# Primary duct bank question



## william1978 (Sep 21, 2008)

Only way you would have known that is if it was in the spec's. There isn't anything in the code book that says that.


----------



## william1978 (Sep 21, 2008)

BTW..Welcome to the forum.


----------



## JohnR (Apr 12, 2010)

Sorry I can't be much more help, but it has been my experience with the local POCO's Northeast Utilities and Connecticut Light & Power.
That they do what ever they please, make up rules as they go and don't pay all that much attention to the NEC. :2guns:
Of course the NEC is a minimum.

Yeah, Welcome.


----------



## RIVETER (Sep 26, 2009)

The utilities that I have worked for generally end up paying time and material because of a lot of poor engineering on their part. I just did what they said and made money.


----------



## gillman123 (May 11, 2010)

Thanks for the quick replies, guys!

And I forgot to mention that I *DID* check the "spec".... down here, they're called "_CenterPoint Energy Service Standards_" and didn't see this addressed.

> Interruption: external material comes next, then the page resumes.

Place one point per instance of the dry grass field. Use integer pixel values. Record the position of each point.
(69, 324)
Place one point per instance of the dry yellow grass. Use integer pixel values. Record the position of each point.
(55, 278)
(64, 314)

I tend to agree with you [all] that they'll specify and get whatever they want.


----------



## MDShunk (Jan 7, 2007)

I thought this might be an NESC rule, but I just checked. They have no limitation on degrees between pull points. This is their rule:

_*341.A.2* Pulling tensions and sidewall pressures on the supply cable should be limited to avoid damage. Note; Manufacturers' recommendations may be used as a guide._

This is in a lot of specs, though:

_Ductbanks shall be located precisely on all plan view design drawings.
Ductbanks shall be sloped where possible to drain to manholes or handholes, be
located to avoid interference with new or existing utilities, and be located at a
minimum depth of 36 inches below finished grade. Conduits shall be limited to a
maximum of 270° of bend between manholes, handholds, junction boxes, or
termination points._


----------



## Zog (Apr 15, 2009)

gillman123 said:


> Hope this isn't a dumb question.....
> 
> But the Utility Company Rep came to our jobsite and informed us that we could have *NO MORE THAN 270-degrees* of bends in our PRIMARY DUCTBANK from the Terminal Pole into our Pad-Mount Transformer without setting a ManHole, of course.
> 
> ...


What voltage is this installation?


----------



## JayH (Nov 13, 2009)

Gillman, you guys have it made! PG&E only allows 180° in primary duct bank before requiring a manhole.

We have what is known as the green book which lists their service standards. Your service standards book should have their duct bank requirements listed.


----------



## BEAMEUP (Sep 19, 2008)

gillman123 said:


> Hope this isn't a dumb question.....
> 
> But the Utility Company Rep came to our jobsite and informed us that we could have *NO MORE THAN 270-degrees* of bends in our PRIMARY DUCTBANK from the Terminal Pole into our Pad-Mount Transformer without setting a ManHole, of course.
> 
> ...


 
I am going to say yes as a estimator &/or P.M. you should know what the local utilities require for power dist.

If you bid it to there specs, you will be a leg up on the ones who don't know and guess at it, or try to get a change order out of the G.C.


----------